Lira stepped beside him. "Ready?"
Eren looked at the stairwell, then at the bright line in the sky visible through the cracked window behind them. He thought of Doctor Vale. He thought of the photo. He thought of the white coat woman leaving him warnings before he even knew his own story.
He nodded.
They climbed.
The stairwell to the roof was narrower than the others, lined with old support beams and a few working lights. With each step, the wind outside grew louder.

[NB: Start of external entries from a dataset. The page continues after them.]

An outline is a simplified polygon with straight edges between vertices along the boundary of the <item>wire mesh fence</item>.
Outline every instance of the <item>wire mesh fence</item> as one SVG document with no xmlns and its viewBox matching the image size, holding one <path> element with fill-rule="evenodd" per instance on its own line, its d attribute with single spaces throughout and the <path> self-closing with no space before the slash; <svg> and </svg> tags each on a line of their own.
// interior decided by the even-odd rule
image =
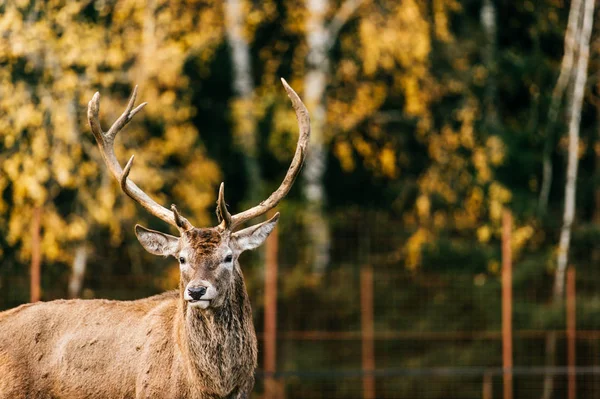
<svg viewBox="0 0 600 399">
<path fill-rule="evenodd" d="M 386 276 L 384 280 L 388 280 Z M 377 287 L 377 281 L 374 284 Z M 344 281 L 341 279 L 340 281 Z M 347 280 L 346 280 L 347 281 Z M 345 284 L 345 283 L 344 283 Z M 385 286 L 385 285 L 384 285 Z M 474 294 L 472 292 L 472 294 Z M 461 293 L 465 299 L 469 295 Z M 476 296 L 476 295 L 475 295 Z M 453 295 L 446 302 L 451 302 Z M 374 370 L 362 369 L 364 340 L 360 330 L 354 331 L 278 331 L 278 372 L 273 375 L 280 385 L 278 397 L 288 398 L 492 398 L 502 396 L 502 345 L 497 321 L 479 329 L 449 330 L 459 327 L 461 315 L 444 311 L 444 303 L 436 304 L 435 296 L 402 309 L 393 299 L 385 306 L 404 310 L 410 314 L 395 324 L 386 325 L 388 317 L 375 313 L 372 336 Z M 474 298 L 475 299 L 475 298 Z M 382 301 L 385 302 L 385 301 Z M 477 303 L 477 301 L 468 301 Z M 296 304 L 293 312 L 310 314 Z M 433 309 L 429 307 L 432 306 Z M 450 305 L 452 306 L 452 305 Z M 286 324 L 289 308 L 282 305 L 279 317 Z M 436 310 L 440 307 L 440 310 Z M 322 307 L 317 307 L 322 310 Z M 328 308 L 333 318 L 335 307 Z M 477 309 L 463 310 L 466 326 Z M 499 312 L 499 306 L 497 309 Z M 356 312 L 358 313 L 358 311 Z M 439 320 L 419 322 L 419 315 L 433 314 Z M 358 317 L 358 316 L 356 316 Z M 383 320 L 382 320 L 383 319 Z M 401 321 L 405 320 L 405 323 Z M 447 320 L 448 323 L 444 323 Z M 481 318 L 478 318 L 481 323 Z M 287 321 L 289 323 L 289 321 Z M 327 323 L 324 323 L 327 324 Z M 358 323 L 348 323 L 357 325 Z M 331 322 L 331 325 L 339 325 Z M 260 328 L 260 324 L 257 324 Z M 446 330 L 446 331 L 445 331 Z M 575 369 L 566 366 L 547 366 L 546 340 L 549 334 L 557 337 L 556 364 L 566 364 L 565 330 L 527 329 L 513 332 L 514 363 L 512 369 L 514 397 L 542 397 L 544 379 L 553 376 L 552 398 L 566 398 L 567 377 L 576 376 L 576 397 L 594 398 L 600 395 L 599 358 L 600 331 L 577 332 L 577 364 Z M 260 338 L 264 335 L 259 334 Z M 267 377 L 259 372 L 259 379 Z M 365 392 L 365 379 L 374 377 L 374 394 Z M 257 384 L 257 392 L 264 385 Z"/>
<path fill-rule="evenodd" d="M 284 224 L 275 309 L 266 306 L 263 260 L 244 255 L 259 338 L 254 397 L 500 398 L 505 371 L 512 375 L 514 398 L 542 398 L 550 377 L 548 398 L 600 397 L 600 269 L 577 265 L 575 359 L 569 367 L 566 308 L 549 301 L 552 270 L 526 257 L 515 262 L 514 367 L 504 370 L 500 270 L 451 255 L 438 255 L 436 262 L 424 255 L 421 266 L 411 269 L 396 257 L 406 238 L 401 227 L 377 217 L 347 217 L 334 229 L 330 267 L 317 272 L 303 258 L 301 233 Z M 494 256 L 500 263 L 499 251 Z M 57 282 L 67 285 L 64 276 L 56 277 L 45 282 L 46 299 L 61 295 L 52 291 Z M 5 294 L 19 293 L 27 276 L 4 276 L 2 284 Z M 159 291 L 152 273 L 89 273 L 85 285 L 103 298 Z M 276 328 L 269 332 L 265 320 L 273 311 Z M 556 338 L 554 356 L 549 337 Z M 269 340 L 275 365 L 265 370 Z"/>
<path fill-rule="evenodd" d="M 496 262 L 438 256 L 443 264 L 410 269 L 394 257 L 400 226 L 368 226 L 363 219 L 348 234 L 345 225 L 325 273 L 280 255 L 276 337 L 261 331 L 269 309 L 255 315 L 261 340 L 277 342 L 277 368 L 259 370 L 267 383 L 257 384 L 258 397 L 488 399 L 503 397 L 504 375 L 512 376 L 514 398 L 600 397 L 600 271 L 592 265 L 578 265 L 569 366 L 566 307 L 550 301 L 553 270 L 517 259 L 514 366 L 503 369 L 501 270 L 489 267 L 501 264 L 500 251 Z"/>
<path fill-rule="evenodd" d="M 512 369 L 515 398 L 541 398 L 546 375 L 554 378 L 552 398 L 568 397 L 568 375 L 576 380 L 577 398 L 596 398 L 600 392 L 597 367 L 515 367 Z M 388 369 L 374 373 L 283 372 L 276 375 L 277 397 L 287 398 L 363 398 L 364 381 L 373 376 L 376 398 L 501 398 L 502 368 L 428 368 Z M 265 378 L 262 373 L 259 378 Z M 314 387 L 318 386 L 318 389 Z M 264 390 L 264 384 L 257 384 Z"/>
</svg>

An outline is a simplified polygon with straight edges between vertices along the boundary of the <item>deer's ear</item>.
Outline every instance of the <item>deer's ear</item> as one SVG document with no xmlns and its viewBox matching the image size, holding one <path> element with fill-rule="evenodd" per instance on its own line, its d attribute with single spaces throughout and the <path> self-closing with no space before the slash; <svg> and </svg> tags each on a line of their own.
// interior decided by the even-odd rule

Eren could feel it through the walls. The observatory was taller than he had expected, and the climb took longer than he wanted. Aster floated ahead, lighting the way in small blue pulses. Lira followed behind him, silent now, with one hand near her blade and the other brushing the wall as if to keep steady.
At the top of the stairwell they found another hatch.
This one was not fully closed.
A crack of cold air slipped through the seam, and with it came a faint sound. Not a machine. Not the wind. A soft electronic hum, almost like a distant heartbeat.
Eren stopped.
Aster's voice turned very low. "Something is active on the roof."
Lira's eyes narrowed. "Not human?"
"Unknown," Aster said.
Eren looked at the hatch. The bright line in the clouds pulsed again outside, and this time the observatory tower beneath their feet trembled lightly.
He opened the hatch.
The roof platform was broad, round, and covered in thin snow. The wind hit them hard the moment they stepped out, strong enough to make Eren squint. Four large signal dishes stood around the edge of the roof like giant metal flowers, each one angled toward the sky. The central mast rose above them with a rotating ring of scanners near the top. Blue lights flickered weakly across several panels along the roof's outer rim.
And there, in the middle of it all, stood a machine.
Eren stopped dead.
It was human-sized, but not human. Its body was smooth and silver, with a narrow head and long arms that ended in careful jointed fingers. A soft white light glowed in its chest, not like the Drifters' red eyes, but like the Archive Remnant's chest pulse. The machine stood perfectly still, facing the sky, as if it had been waiting for them.
Then its head turned.
Slowly.
It looked straight at Eren.
The chest light brightened.
The system in his vision flashed hard.
[Unknown Archive-linked entity detected]
[Status: active]
[Threat or ally: unresolved]
Eren did not move.
The machine took one step forward.
Not aggressive. Not fast. Just one step, like it had recognized him.
Then, in a clear and broken voice, it spoke.
"Candidate… confirmed."
Eren's breath caught.
Lira raised her blade instantly.
Aster's glow sharpened.
The machine tilted its head once, as if listening to a signal only it could hear, and then lifted one hand toward the sky. The bright line in the clouds answered at once, pulsing stronger than before. The observatory dishes around them began to hum. Blue lines spread across the roof panels. The whole tower lit up in a chain of waking systems.
Eren looked from the machine to the sky and felt the moment change.
The observatory was not just watching anymore.
It was responding.
And whatever had been hidden in the clouds had finally answered back.